A University of Birmingham-led study of over a thousand dental professionals has shown their increased occupational risk of SARS-CoV-2 infection during the first wave of the pandemic in the UK.
The observational cohort study, published on June 3 in the Journal of Dental Research, involved 1,507 Midland dental care practitioners. Blood samples were taken from the cohort at the start of the study in June 2020 to measure their levels of antibodies against SARS-CoV-2, the virus that causes Covid-19.
The team found 16.3 per cent of study participants – which included dentists, dental nurses and dental hygienists – had SARS-CoV-2 antibodies, compared to just six per cent of the general population at the time. Meanwhile, the percentage of dental practice receptionists, who have no direct patient contact, with SARS-CoV-2 antibodies was comparable to the general population, supporting the hypothesis that occupational risk arose from close exposure to patients.
The study also found ethnicity was also a significant risk factor for infection, with 35 per cent of black participants and 18.8 per cent of Asian participants having SARS-CoV-2 antibodies, compared to 14.3 per cent of white participants.
Blood samples were taken from participants three months later, in September 2020, when dental practices in England had re-opened with enhanced PPE and infection control measures in place, and once again in January 2021, six months after the start of the study, during the second wave of the pandemic when healthcare workers were being vaccinated.
The results showed that of those who had previous Covid-19 infection, over 70 per cent continued to have SARS-CoV-2 antibodies both at three months and six months later, and they were at a 75 per cent reduced risk of re-infection with the virus.
The study also demonstrated the immunological impact of Covid-19 vaccination, with 97.7 per cent of those without previous infection developing an antibody response at least 12 days after their first Pfizer vaccine. In those with evidence of previous infection, the antibody response was more rapid and higher in magnitude after a single dose of the Pfizer vaccine.
Furthermore, none of the cohort with a level of SARS-CoV-2 antibodies greater than 147.6 IU/ml in their blood tested positive for Covid-19 throughout the six-month period from the first to the final blood tests.
First author Dr Adrian Shields, of the University of Birmingham’s Institute of Immunology and Immunotherapy, said, “Understanding what an antibody test result means to an individual with respect to their risk of infection is essential to controlling the pandemic.
“Our study has taken the first steps in defining the level of antibody in a persons’ blood necessary to protect them from infection for six months.
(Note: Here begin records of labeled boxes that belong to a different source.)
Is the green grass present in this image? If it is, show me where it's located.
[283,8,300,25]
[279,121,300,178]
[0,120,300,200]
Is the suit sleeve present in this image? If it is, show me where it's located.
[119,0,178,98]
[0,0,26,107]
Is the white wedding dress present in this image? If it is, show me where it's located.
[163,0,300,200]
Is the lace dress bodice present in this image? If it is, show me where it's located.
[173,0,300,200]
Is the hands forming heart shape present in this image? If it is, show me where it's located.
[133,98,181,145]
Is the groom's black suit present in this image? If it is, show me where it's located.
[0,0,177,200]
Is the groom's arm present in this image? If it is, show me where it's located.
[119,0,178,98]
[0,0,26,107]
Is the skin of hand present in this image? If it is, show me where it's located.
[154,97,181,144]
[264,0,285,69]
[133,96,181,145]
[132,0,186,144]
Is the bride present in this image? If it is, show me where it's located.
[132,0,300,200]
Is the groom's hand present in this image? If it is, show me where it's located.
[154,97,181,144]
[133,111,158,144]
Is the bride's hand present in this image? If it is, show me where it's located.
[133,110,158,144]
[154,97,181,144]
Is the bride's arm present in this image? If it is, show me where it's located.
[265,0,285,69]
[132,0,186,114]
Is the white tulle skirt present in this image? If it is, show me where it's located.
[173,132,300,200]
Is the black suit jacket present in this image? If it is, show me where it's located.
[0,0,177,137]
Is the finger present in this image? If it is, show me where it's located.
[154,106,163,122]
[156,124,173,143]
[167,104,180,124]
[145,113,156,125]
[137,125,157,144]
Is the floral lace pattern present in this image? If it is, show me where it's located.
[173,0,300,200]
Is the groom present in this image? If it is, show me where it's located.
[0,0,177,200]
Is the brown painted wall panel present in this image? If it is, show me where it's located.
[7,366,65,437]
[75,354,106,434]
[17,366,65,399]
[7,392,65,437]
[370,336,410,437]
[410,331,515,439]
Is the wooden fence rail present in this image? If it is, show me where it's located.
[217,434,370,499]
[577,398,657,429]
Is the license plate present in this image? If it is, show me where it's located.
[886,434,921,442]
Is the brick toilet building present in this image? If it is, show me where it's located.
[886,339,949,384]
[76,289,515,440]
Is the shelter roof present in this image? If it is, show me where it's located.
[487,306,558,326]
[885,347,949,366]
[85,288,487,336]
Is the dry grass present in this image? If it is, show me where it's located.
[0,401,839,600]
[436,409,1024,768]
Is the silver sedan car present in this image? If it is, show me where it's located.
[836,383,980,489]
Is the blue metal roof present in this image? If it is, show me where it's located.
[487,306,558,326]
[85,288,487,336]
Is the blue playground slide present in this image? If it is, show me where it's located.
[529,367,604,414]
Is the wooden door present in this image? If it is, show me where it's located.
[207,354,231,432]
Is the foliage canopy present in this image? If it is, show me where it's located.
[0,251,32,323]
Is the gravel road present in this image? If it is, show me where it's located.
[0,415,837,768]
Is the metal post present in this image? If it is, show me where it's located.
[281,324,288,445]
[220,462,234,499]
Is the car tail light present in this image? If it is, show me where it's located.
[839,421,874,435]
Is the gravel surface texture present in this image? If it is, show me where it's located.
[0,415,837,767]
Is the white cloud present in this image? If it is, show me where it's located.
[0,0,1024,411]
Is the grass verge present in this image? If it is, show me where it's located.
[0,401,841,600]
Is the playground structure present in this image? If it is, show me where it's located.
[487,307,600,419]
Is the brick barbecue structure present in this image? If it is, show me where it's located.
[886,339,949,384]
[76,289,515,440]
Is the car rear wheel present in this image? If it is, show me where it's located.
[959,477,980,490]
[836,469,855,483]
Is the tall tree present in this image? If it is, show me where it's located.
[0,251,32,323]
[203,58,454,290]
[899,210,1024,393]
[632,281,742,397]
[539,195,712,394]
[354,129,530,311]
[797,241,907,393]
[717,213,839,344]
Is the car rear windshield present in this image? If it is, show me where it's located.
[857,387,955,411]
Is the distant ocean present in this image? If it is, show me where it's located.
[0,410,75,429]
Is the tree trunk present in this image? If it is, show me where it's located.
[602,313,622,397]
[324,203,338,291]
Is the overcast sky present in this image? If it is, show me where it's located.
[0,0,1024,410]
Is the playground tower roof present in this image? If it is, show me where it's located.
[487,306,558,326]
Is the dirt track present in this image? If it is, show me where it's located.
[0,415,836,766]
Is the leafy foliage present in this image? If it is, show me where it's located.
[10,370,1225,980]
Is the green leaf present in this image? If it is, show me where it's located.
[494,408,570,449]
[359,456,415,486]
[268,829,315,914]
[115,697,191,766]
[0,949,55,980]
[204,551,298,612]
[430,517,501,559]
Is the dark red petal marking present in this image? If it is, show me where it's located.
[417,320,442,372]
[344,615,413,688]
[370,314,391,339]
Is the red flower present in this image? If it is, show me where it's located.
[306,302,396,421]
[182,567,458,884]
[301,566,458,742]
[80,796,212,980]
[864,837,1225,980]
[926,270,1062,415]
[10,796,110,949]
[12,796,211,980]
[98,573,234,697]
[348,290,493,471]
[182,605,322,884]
Furthermore, by comparing the antibody levels we have found in dentists to those contained in widely available reference material produced by the World Health Organization, we hope the protective level we found can be easily confirmed and compared by other laboratories.”
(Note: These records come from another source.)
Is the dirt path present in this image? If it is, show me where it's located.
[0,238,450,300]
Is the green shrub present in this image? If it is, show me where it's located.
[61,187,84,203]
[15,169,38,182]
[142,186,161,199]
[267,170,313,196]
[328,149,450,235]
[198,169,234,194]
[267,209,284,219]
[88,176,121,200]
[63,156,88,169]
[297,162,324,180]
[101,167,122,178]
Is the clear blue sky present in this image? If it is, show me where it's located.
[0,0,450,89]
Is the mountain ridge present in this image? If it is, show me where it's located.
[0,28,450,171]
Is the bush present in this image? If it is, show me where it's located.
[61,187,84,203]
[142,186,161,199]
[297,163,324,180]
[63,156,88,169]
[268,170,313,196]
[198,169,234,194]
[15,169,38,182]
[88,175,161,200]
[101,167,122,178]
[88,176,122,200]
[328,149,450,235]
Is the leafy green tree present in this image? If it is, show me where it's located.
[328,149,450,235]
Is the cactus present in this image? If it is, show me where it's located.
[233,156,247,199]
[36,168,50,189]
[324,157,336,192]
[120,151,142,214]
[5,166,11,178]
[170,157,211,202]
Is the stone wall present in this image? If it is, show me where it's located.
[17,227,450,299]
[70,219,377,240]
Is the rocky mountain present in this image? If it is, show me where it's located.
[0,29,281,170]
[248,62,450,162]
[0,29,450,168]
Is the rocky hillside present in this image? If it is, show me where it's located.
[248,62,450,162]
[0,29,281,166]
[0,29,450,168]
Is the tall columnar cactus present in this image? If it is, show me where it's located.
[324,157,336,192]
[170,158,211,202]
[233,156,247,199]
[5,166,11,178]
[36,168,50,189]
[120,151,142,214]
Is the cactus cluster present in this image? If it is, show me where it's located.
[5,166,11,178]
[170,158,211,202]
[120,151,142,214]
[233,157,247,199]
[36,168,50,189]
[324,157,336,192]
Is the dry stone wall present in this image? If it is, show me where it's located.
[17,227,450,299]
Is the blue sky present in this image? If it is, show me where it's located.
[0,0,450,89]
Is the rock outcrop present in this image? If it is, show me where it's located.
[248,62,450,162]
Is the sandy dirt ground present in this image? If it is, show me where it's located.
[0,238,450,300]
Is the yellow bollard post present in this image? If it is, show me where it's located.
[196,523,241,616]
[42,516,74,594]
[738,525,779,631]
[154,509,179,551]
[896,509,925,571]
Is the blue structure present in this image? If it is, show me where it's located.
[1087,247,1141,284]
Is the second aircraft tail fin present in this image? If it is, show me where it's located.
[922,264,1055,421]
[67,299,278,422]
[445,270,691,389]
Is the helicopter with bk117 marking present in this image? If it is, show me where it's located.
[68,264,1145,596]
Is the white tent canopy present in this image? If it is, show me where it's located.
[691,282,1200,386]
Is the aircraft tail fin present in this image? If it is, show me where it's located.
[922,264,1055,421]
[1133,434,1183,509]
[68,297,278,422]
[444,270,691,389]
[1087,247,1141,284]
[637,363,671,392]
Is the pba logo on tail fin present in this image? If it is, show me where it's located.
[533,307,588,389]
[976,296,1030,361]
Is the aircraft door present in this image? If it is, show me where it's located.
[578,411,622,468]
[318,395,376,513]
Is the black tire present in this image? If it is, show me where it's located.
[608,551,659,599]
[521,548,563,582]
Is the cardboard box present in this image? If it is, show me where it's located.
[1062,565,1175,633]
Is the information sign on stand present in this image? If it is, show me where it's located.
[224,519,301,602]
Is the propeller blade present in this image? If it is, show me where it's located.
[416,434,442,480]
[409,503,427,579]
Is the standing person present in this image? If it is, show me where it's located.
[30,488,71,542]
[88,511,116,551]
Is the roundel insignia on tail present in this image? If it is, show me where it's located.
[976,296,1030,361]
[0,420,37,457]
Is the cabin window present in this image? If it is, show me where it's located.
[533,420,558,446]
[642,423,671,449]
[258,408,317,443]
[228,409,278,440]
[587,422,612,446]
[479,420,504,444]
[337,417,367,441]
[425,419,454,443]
Corresponding author Professor Thomas Dietrich, of the University of Birmingham’s School of Dentistry, adds, “Critically, only 5.3 per cent of the cohort developed an antibody response that exceeded this threshold of 147.6 IU/ml following the first wave of the UK pandemic. This suggests that natural infection alone is unlikely to generate meaningful, durable herd immunity.”
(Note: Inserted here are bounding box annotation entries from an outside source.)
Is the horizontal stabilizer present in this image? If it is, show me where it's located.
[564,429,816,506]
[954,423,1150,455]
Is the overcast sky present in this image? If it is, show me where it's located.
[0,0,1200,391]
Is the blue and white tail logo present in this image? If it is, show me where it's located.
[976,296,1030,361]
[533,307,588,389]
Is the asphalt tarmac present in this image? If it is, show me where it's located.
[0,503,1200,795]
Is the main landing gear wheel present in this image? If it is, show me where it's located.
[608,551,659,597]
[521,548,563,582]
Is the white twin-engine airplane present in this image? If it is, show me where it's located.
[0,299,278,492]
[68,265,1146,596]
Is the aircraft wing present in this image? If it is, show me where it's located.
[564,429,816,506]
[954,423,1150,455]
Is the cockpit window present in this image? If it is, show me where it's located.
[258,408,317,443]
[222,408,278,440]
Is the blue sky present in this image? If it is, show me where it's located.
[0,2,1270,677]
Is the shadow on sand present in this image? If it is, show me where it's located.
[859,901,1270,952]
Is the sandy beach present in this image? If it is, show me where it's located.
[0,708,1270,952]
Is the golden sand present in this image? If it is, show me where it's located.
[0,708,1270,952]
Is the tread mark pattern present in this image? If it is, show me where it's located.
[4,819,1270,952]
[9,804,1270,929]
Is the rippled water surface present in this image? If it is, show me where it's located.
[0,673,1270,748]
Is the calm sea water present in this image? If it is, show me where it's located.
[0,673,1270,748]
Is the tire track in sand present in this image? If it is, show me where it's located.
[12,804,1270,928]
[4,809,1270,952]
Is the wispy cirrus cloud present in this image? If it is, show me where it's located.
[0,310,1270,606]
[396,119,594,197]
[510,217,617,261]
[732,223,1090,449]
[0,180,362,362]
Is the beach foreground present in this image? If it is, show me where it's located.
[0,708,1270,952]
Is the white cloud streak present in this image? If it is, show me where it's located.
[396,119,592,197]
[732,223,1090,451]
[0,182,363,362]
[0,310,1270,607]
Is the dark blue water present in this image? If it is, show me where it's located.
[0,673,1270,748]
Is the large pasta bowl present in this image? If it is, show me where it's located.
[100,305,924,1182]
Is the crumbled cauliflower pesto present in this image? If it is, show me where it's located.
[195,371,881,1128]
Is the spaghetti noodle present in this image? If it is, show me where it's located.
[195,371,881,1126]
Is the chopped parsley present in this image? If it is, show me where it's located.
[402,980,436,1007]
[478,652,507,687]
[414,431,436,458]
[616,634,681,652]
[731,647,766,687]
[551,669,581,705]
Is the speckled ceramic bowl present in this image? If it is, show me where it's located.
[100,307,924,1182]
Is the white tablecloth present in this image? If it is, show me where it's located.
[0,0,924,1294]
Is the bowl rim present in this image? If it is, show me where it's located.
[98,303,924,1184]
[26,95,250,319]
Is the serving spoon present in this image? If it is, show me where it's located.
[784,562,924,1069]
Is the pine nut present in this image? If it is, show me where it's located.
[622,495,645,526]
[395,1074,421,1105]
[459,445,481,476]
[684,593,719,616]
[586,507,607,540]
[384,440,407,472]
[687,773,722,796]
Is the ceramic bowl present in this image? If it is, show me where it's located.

Co-corresponding author Iain Chapple, professor of periodontology at the University of Birmingham and consultant in restorative dentistry at Birmingham Community Healthcare Trust, adds, “Dental professionals are thought to be at high risk of exposure to SARS-CoV-2 because they routinely operate within patients’ aerodigestive tract and regularly carry out aerosol-generating procedures that result in the production of airborne particles.
“Through our research, we have clearly shown that dental professionals were at increased occupational risk of exposure to SARS-CoV-2 prior to the new PHE guidance on PPE. The occupational health measures that have been put in place in general dental practice as a consequence of Covid-19 appear to remove that increased risk, however, this will need to be thoroughly investigated to see if they have successfully interrupted transmission of SARS-CoV-2 and other respiratory viruses.”
Co-corresponding author Professor Alex Richter, also of the University of Birmingham, said, “This is the first time the occupational risk of exposure to a potentially fatal respiratory virus has been studied in a large dental cohort.
“It is important that we now progress our research to ensure we have an understanding of how people are protected from re-infection with Covid-19 following natural infection and vaccination.
“The nature and duration of immunity in these cohorts will be critical to understand as the Covid-19 pandemic progresses, particularly with respect to the efficacy of vaccination strategies – single-dose, multiple-doses, vaccine combinations – and in relation to novel viral variants of concern.”